Dilatasi dan Kuretase (D&C)
Walaupun sekarang ini metode dilatation & curetage (D&C) sudah jarang digunakan karena sudah luasnya ketersediaan USG, metode ini dapat menjadi opsi untuk menyingkirkan diagnosis kehamilan ektopik dengan cara menegakan diagnosis kehamilan intrauterin. Jika jaringan yang didapatkan positif mengandung villi korialis baik pada percobaan pengapungan jaringan pada saline maupun pada pemeriksaan histologis, itu artinya terdapat kehamilan intrauterin. Sementara jika tidak terdapat villi korialis pada pemeriksaan tersebut, itu artinya diagnosis kehamilan ektopik dapat ditegakan.

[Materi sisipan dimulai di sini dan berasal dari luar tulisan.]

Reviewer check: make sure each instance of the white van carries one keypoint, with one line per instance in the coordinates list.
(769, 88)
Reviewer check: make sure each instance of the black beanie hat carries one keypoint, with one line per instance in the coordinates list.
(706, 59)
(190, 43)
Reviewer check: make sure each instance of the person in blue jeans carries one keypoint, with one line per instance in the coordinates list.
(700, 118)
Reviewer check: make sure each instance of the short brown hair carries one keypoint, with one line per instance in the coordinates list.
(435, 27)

Perlu ditekankan bahwa walaupun metode D&C ini cukup sederhana, metode ini hanya dapat digunakan pada pasien yang tidak menginginkan kehamilannya dilanjutkan meskipun kehamilan tersebut merupakan kehamilan intrauterin. Selain itu, pada kasus khusus seperti pada kehamilan heterotopik di mana sedikitnya terdapat satu janin intrauterin dan 1 janin ekstrauterin, metode ini juga tidak dapat memberikan hasil yang akurat
Kuldosintesis
Dengan adanya teknologi yang lebih superior dalam hal sensitivitas dan spesifisitas seperti USG dan penilaian kadar hormon (β-hCG dan progesteron), pemeriksaan kuldosintesis semakin ditinggalkan untuk menegakan diagnosis kehamilan ektopik.

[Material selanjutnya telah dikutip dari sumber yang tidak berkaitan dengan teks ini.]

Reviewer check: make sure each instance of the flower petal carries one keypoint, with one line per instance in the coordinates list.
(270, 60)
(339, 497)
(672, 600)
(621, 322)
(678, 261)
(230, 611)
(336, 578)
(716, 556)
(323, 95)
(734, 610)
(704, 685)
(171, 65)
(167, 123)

Kuldosintesis adalah suatu metode pemeriksaan untuk mengetahui apakah terdapat darah di dalam kavum Douglas. Metode ini dilakukan dengan cara memasukan jarum menembus fornix posteror vagina ke cul-de-sac dan mencoba mengaspirasi darah. Namun, walaupun metode ini cukup sederhana, cepat, dan tidak mahal, penggunaannya saat ini sudah jarang dilakukan karena tingginya hasil positif palsu (10-14%). Tingginya nilai positif palsu ini dapat disebabkan oleh korpus luteum yang ruptur, abortus inkomplit, dan menstruasi retrograde.
Laparoskopi
Laparoskopi menjadi pilihan terakhir yang digunakan sebagai alat bantu diagnostik untuk kehamilan ektopik apabila hasil penilaian metode diagnostik yang lain meragukan. Pemakaian rutin pemeriksaan laparoskopi pada semua pasien yang diduga mengalami kehamilan ektopik memiliki risiko dan menambah biaya yang tidak diperlukan walaupun sebenarnya laparoskopi memang pemeriksaan standar diagnostik. Kelebihannya pemeriksaan ini adalah kita dapat menilai struktur pelvis, ada tidaknya hemoperitoneum, serta keberadaan kondisi lain seperti kista ovarium dan endometriosis yang ketika hadir bersamaan dengan kehamilan intrauterin, dapat menyerupai kehamilan ektopik. Namun, pemeriksaan ini juga memiliki kekurangan yakni jika dilakukan pada kehamilan dengan usia gestasi yang lebih awal, hasil positif palsunya juga akan meningkat.